Une charge administrative inchangée?

Au total, une trentaine d’actes sont classés dans cette catégorie dite «B1», soit ceux ne nécessitant pas de prescription et pouvant être effectués par un infirmier ou une infirmière. Chaque traitement sera toujours établi par le médecin, mais il ne faudra plus obligatoirement de prescription pour chaque acte individuel. «Cela peut alléger aussi un peu la charge de travail administrative. On ne devra par exemple plus redemander une nouvelle prescription en cas de problème avec celle-ci. Nous pourrons aussi directement en parler au chevet du patient, encoder tout ça et mettre en route le suivi plus rapidement. C’est une petite avancée, pas encore majeure, mais appréciable, qui signifie aussi plus de responsabilités à assumer», poursuit l’infirmier, par ailleurs membre du conseil d’administration de l’Union générale des infirmiers de Belgique (UGIB), la coupole qui rassemble 40 organisations professionnelles du secteur.

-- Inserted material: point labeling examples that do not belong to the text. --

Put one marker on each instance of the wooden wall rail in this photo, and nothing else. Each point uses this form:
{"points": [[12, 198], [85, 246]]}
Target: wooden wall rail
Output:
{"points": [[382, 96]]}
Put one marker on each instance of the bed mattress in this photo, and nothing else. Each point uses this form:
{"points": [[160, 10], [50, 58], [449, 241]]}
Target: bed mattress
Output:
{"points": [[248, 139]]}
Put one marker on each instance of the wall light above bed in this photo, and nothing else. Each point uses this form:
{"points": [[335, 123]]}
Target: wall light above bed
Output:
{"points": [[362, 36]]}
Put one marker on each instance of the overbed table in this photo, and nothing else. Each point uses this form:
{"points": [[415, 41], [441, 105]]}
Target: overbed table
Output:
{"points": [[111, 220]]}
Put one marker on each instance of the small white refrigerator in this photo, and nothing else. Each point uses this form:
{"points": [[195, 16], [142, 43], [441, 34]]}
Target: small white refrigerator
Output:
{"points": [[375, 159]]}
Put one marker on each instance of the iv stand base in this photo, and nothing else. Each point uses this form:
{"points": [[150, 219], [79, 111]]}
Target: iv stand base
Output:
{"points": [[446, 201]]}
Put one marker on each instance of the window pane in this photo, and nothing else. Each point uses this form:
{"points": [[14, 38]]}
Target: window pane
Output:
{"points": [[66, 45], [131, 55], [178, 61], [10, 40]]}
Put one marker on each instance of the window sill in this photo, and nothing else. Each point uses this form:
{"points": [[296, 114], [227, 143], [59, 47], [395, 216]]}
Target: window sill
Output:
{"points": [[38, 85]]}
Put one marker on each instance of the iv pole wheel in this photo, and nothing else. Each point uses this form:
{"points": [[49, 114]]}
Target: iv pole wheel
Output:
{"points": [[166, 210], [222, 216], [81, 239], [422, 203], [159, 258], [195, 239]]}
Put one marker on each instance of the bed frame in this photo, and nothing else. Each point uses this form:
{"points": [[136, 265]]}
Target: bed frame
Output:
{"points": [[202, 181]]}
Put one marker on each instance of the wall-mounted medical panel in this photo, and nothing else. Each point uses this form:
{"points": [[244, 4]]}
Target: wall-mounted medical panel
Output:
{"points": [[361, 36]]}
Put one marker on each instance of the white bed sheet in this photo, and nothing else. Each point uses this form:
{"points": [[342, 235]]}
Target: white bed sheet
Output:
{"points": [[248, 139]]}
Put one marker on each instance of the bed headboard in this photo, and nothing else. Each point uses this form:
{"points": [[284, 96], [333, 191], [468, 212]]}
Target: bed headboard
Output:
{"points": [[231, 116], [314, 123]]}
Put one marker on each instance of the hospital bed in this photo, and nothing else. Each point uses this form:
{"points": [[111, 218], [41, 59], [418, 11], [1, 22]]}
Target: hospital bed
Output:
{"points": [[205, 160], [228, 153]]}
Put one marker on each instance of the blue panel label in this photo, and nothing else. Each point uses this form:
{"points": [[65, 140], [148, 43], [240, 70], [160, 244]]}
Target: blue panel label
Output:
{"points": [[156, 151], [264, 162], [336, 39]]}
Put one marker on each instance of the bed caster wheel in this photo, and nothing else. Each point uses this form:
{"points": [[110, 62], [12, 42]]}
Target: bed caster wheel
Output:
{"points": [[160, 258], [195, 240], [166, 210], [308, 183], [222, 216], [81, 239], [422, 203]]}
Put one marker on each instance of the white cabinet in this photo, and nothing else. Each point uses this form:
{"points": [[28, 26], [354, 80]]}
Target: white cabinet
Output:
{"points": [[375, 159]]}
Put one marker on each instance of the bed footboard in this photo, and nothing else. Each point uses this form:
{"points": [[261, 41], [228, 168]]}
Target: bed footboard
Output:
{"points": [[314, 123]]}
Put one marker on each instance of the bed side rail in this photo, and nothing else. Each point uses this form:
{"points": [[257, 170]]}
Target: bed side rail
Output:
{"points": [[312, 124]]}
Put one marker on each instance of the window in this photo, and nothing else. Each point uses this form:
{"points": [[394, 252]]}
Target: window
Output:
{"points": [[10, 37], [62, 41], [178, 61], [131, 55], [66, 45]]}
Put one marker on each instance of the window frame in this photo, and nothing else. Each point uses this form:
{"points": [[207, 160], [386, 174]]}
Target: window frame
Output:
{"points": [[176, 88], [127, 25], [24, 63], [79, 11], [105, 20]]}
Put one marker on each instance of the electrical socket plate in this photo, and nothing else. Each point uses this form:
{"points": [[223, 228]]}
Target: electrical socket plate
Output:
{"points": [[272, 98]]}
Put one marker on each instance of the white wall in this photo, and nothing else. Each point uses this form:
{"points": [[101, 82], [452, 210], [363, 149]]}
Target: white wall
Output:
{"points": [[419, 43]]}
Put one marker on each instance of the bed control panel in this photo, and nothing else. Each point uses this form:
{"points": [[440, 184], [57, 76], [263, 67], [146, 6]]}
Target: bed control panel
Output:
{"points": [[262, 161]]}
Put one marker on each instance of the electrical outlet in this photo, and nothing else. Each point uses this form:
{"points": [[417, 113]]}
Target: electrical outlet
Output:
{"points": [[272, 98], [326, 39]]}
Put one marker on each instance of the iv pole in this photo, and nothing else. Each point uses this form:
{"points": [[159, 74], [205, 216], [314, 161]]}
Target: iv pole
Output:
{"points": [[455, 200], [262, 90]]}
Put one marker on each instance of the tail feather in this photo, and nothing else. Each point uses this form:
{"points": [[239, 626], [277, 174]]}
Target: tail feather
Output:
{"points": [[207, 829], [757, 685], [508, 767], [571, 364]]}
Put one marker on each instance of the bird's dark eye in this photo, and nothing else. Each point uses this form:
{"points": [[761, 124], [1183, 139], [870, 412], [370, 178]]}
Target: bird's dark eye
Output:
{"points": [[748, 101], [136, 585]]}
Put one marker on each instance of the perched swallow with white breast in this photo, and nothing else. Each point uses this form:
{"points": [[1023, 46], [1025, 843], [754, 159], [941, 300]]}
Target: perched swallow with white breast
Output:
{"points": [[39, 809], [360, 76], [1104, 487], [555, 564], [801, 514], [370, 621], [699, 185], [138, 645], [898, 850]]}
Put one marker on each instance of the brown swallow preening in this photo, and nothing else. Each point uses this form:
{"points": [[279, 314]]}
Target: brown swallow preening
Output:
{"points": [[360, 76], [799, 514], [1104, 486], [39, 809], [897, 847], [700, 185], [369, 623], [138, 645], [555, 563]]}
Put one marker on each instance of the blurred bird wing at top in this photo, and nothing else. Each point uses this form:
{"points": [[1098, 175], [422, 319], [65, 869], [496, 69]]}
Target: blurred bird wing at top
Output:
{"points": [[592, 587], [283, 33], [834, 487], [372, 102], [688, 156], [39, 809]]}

Son confrère Pascal Clerincx, président de l’Association des infirmières indépendantes de Belgique (AIIB), se montre plus prudent quant à la charge de travail. «Récupérer une prescription auprès d’un médecin, ce n’est pas ce qui charge le plus la barque. Vous devriez voir la complexité du dossier qu’il faut remplir pour un simple soin de plaie par exemple. Il faut des photos, prendre des mesures sur la taille de la plaie, avec une nomenclature qui change tous les quinze jours et des programmes informatiques qui ne suivent pas… C’est là que se situe la lourdeur administrative

Celui-ci se montre également plus critique sur l’intérêt intrinsèque de cette nouveauté. «Avant, il y avait une prescription qui justifiait l’acte, avec un avis médical derrière. Comment cela se passera-t-il si demain un patient se plaint du dos et qu’un infirmier réalise une injection pour le soulager? Je ne dis pas qu’on est incapable de dire que le patient souffre, mais un avis médical est toujours utile. Et quid en cas de contrôle par l’Inami, comment devra-t-on justifier ou se défendre d’avoir facturé tel ou tel acte?», interroge-t-il.

Des besoins qui explosent

Cette modification intervient également à un moment où le monde des soins infirmiers reste sous tension. La pénurie frappe, le métier reste lourd, et cela alors que la population vieillit, entraînant avec elle la hausse de la demande pour cette ligne de soins de proximité. «Il faut rappeler qu’en 2030, plus de 30 % de la population sera âgée de plus de 65 ans. En restreignant les budgets, on court droit vers une catastrophe sanitaire. Le vrai combat est probablement plus à chercher de ce côté-là, pour aider le monde infirmier, que sur une simplification pour des prescriptions», prévient encore Pascal Clerincx.

Joachim Delbart abonde, avec prudence. «Est-ce un écran de fumée du ministre de la Santé (NDLR: Frank Vandenbroucke, Vooruit), alors que la profession a toujours des revendications? Difficile à juger. On note clairement une volonté de faire des économies dans le secteur de la santé, avec des budgets qui se décident sans vraie concertation avec le terrain. Quand on voit l’explosion des maladies chroniques, l’explosion des besoins, quand on rencontre des patients qui ont parfois déjà du mal aujourd’hui à payer leurs soins, il est clair que le secteur a besoin de rester correctement financé et que nous n’en prenons pas forcément le chemin.»

Si les deux représentants du secteur ne nient pas qu’il existe peut-être des pistes d’économies, à trouver en bonne concertation, ils défendent avant tout une qualité des prestations qui reste à la hauteur des attentes des patients. Avec ou sans prescription.